Tonight I spoke with him one on one and I cannot describe how exciting it was to have this opportunity. I thanked him for writing that article because it voiced a very unpopular opinion, one that I held but did not dare to discuss with anyone but my closest Canadian friends. I thanked him because when "my people," and I mean this in a collective sense meaning anyone of Asian, South Asian or SE Asian descent, make claims like this we're immediately dismissed and often told to "go home" if we "don't like America and all it stands for." Opinions like this are, after all, used as "proof" of our unassimilability in this country. In Asian American studies classes we talk about the millions of lives lost in SE Asia at the hands of the United States all the time, but this sort of thing doesn't enter into the wider discourse unless someone like him -- a white male professor -- initiates that dialog and he did and I couldn't imagine if he hadn't.

I also thanked him for writing The Heart of Whiteness: Confronting Race, Racism and White Privilege. I confessed that one of my most terrifying teaching moments was introducing the idea of whiteness and white privilege to a racially diverse class that included many white students.

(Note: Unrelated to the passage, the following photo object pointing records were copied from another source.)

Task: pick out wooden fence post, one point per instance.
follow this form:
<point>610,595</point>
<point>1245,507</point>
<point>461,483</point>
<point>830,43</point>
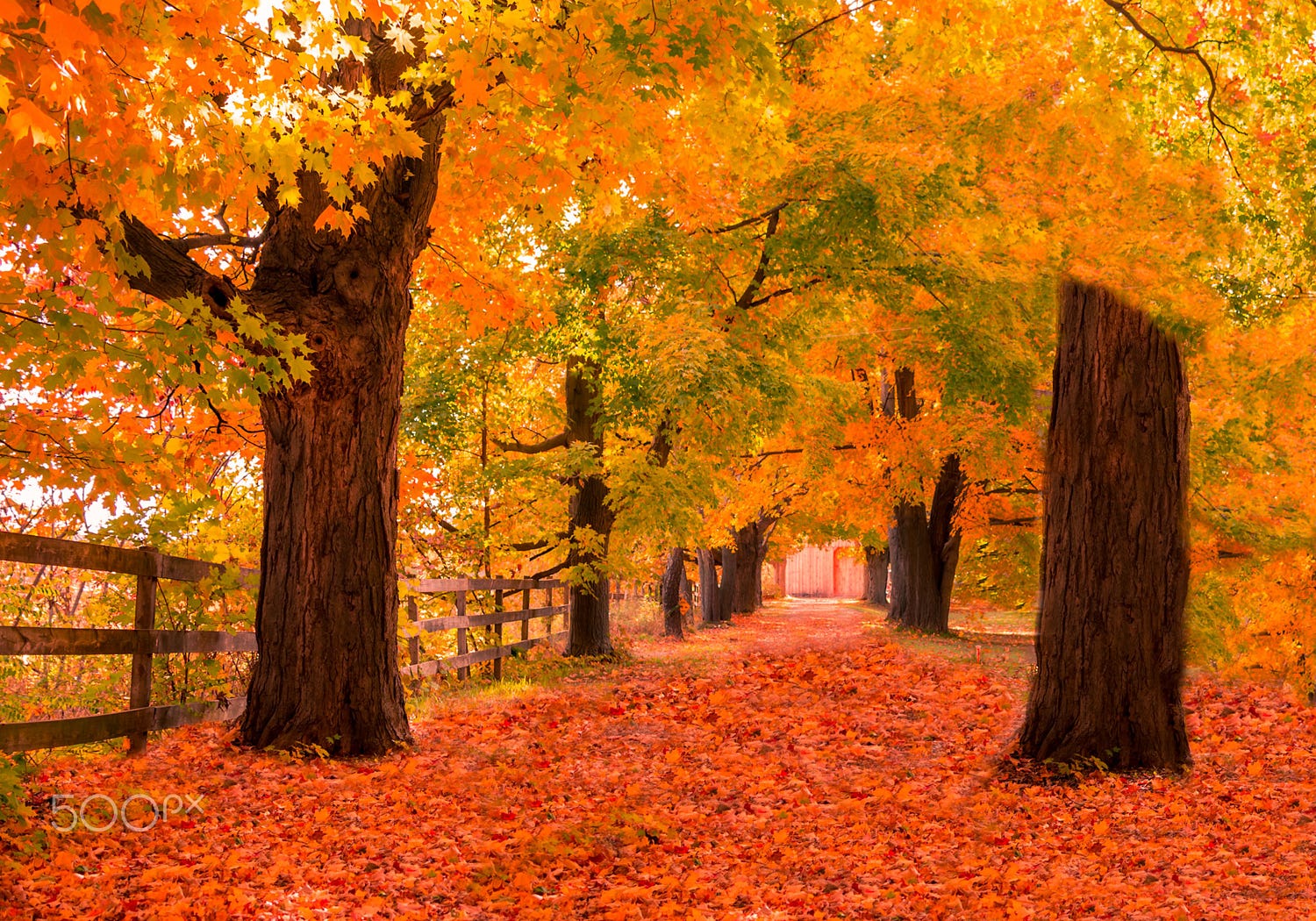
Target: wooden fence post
<point>144,620</point>
<point>526,621</point>
<point>497,636</point>
<point>413,642</point>
<point>465,671</point>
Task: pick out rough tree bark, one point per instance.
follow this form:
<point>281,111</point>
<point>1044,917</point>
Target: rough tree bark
<point>590,526</point>
<point>671,576</point>
<point>1115,563</point>
<point>924,547</point>
<point>710,592</point>
<point>750,553</point>
<point>326,610</point>
<point>876,566</point>
<point>687,596</point>
<point>726,589</point>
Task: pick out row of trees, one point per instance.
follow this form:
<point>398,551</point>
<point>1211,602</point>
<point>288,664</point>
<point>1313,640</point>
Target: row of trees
<point>558,289</point>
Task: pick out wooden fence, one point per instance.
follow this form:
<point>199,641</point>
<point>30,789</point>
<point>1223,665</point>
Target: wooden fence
<point>142,641</point>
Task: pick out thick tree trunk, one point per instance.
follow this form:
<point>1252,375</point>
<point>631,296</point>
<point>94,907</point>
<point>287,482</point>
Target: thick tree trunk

I told him that I made a very conscious and deliberate decision to front end the lesson with articles written by white men about white privilege because I felt that being an Asian woman simply wouldn't give me the credibility to get the message across. I admitted that at the end of the class I felt guilty and disappointed that I would not feel comfortable giving that lesson in my own words in my own skin. It's not fair that I feel that I have to direct students to articles written by white men in order to teach about a topic that I can articulate myself, but I feel like I have to and I hate it. We joked about our differences: white - Asian, male - female, older - younger (looking), tall - short. "Well you're screwed," he concluded with a laugh. But in all seriousness, Bob reminded me of what's really important. It's teaching and helping people to understand these things. It's about being strategic and doing what works for you. You can try to overthrow the system and I think we (as in people of color) are taking baby steps to at least shift the so-called system, but sometimes in the here and now you need to just work within it and do little things to make a difference. I forgot to thank him for this conversation. So, Bob, thanks for this (and for being a privileged white man who gets it).

1 comment:

Anonymous said...

i can see why you hate feeling this way v. it shocks me that this is the unpopular opinion.